Cette action vient répondre à un défi structurel : le faible taux de mécanisation agricole, encore dominé par les outils manuels. En parallèle, le gouvernement a accéléré la mise en place de centres régionaux de mécanisation agricole et le déploiement de plus de 400 tracteurs, avec pour objectif d’atteindre un taux de mécanisation de 7 %.
Souveraineté semencière et agroécologie
La question des semences a occupé une place centrale en 2025. À Niamtougou, la 4ᵉ édition de la Foire Ouest Africaine des Semences Paysannes a rassemblé près de 600 participants venus de plus de 30 pays. La Déclaration de Niamtougou a consacré un engagement fort en faveur de la préservation, de la valorisation et de la protection des semences paysannes, considérées comme un pilier de la souveraineté alimentaire et de la résilience climatique.
Recherche, transformation et chaînes de valeur locales
Le Togo a renforcé sa coopération avec des institutions de recherche telles que l’IITA et AfricaRice, qui ont mis à disposition 29 machines de transformation du manioc et du riz. Ces équipements contribuent à améliorer la transformation locale, réduire les pertes post-récolte et créer davantage de valeur ajoutée pour les producteurs.
Femmes, coopératives et économie verte en lumière
L’année 2025 a également consacré la montée en puissance des femmes dans l’agriculture et l’entrepreneuriat vert. Le TROFEDEV 2025 a distingué des initiatives innovantes dans l’agriculture durable, la transformation agroalimentaire, le recyclage et l’économie circulaire. Cette compétition illustre le rôle central des femmes dans la transition écologique et la création d’emplois.
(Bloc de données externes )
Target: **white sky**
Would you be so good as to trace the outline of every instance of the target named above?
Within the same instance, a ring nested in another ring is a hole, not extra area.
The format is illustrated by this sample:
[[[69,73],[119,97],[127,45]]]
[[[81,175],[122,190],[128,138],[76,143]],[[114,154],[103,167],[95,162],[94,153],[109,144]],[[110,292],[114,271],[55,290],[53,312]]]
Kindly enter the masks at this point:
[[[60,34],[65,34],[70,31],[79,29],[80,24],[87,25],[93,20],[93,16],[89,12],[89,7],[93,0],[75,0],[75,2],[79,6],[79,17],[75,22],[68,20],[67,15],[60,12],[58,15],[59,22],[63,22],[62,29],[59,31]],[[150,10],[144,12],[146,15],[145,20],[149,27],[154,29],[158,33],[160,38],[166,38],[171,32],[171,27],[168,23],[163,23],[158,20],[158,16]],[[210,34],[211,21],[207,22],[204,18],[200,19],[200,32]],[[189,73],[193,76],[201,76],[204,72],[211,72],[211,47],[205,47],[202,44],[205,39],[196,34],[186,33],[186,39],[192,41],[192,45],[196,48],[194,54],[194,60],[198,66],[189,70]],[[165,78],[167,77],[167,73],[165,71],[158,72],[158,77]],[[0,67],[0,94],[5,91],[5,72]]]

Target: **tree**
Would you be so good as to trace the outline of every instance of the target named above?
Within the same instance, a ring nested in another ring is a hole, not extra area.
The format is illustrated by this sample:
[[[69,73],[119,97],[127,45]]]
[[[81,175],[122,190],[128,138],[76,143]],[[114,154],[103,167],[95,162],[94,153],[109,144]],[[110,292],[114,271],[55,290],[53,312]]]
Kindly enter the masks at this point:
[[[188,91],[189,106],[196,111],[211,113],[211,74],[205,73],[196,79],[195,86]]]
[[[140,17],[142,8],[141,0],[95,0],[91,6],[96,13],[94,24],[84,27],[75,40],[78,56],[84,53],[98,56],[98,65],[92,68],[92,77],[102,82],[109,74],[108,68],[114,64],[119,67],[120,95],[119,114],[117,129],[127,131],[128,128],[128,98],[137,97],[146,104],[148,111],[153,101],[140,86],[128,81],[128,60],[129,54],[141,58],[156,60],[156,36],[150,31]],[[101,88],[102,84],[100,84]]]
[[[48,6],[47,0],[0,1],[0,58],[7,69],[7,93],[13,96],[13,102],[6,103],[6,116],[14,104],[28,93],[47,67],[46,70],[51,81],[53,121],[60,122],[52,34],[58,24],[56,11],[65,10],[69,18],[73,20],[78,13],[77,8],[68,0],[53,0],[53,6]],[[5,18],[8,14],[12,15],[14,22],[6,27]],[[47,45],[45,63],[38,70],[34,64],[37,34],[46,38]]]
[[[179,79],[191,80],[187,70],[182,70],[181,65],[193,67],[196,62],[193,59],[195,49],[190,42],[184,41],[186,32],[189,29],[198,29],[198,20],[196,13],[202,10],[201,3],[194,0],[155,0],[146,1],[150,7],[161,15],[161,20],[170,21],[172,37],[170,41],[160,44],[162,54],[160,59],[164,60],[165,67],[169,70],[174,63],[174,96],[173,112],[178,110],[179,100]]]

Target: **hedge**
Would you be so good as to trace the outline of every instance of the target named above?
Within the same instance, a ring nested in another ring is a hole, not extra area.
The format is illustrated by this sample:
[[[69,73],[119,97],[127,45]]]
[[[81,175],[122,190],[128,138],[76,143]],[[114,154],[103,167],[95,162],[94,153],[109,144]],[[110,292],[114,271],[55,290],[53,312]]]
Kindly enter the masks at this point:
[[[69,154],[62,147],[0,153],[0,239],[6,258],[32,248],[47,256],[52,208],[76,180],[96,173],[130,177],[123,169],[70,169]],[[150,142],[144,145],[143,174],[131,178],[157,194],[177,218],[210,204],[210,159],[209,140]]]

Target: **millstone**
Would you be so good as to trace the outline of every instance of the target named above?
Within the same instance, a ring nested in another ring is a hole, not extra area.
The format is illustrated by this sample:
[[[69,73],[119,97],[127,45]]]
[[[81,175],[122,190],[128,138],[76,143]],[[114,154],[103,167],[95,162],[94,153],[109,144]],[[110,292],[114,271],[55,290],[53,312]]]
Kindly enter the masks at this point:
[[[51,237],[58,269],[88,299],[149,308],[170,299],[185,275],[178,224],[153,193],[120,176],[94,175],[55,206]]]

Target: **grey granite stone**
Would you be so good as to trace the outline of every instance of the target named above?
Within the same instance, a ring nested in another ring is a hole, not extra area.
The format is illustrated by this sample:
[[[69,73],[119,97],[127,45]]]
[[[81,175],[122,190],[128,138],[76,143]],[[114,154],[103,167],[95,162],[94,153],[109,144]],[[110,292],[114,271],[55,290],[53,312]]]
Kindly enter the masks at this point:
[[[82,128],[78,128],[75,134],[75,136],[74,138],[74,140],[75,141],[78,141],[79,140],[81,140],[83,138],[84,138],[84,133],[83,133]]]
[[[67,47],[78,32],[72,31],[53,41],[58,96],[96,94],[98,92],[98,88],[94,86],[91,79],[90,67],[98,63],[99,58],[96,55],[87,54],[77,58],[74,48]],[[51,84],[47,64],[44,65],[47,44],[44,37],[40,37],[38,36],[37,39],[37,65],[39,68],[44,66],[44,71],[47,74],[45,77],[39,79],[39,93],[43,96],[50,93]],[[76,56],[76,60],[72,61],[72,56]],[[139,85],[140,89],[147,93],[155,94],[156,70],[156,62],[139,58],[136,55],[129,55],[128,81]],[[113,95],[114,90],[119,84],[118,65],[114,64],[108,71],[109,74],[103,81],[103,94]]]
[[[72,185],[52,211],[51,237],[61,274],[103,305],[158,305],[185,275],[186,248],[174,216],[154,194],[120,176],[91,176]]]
La célébration de l’Année internationale des coopératives est aussi venue rappeler l’importance de l’organisation collective pour renforcer l’accès aux marchés, aux financements et aux innovations.
Une vitrine internationale pour le secteur agricole togolais
La 12ᵉ édition du Salon International de l’Agriculture et de l’Agroalimentaire (SIALO 2025) à Lomé a offert une vitrine aux produits locaux, aux innovations et aux opportunités d’investissement, consolidant la visibilité du secteur à l’échelle nationale et régionale.
Un cap clairement tracé pour l’avenir
En 2025, le Togo a posé des bases solides pour une agriculture plus moderne, résiliente et inclusive. Entre politiques publiques affirmées, appui aux petits producteurs, innovation technologique, souveraineté semencière et valorisation des acteurs locaux, le secteur agricole confirme son rôle de moteur du développement. Une dynamique est désormais enclenchée, avec une ambition claire. Il s’agit de faire de l’agriculture togolaise un pilier durable de la souveraineté alimentaire et de la croissance économique, un véritable levier de transformation économique, sociale et environnementale.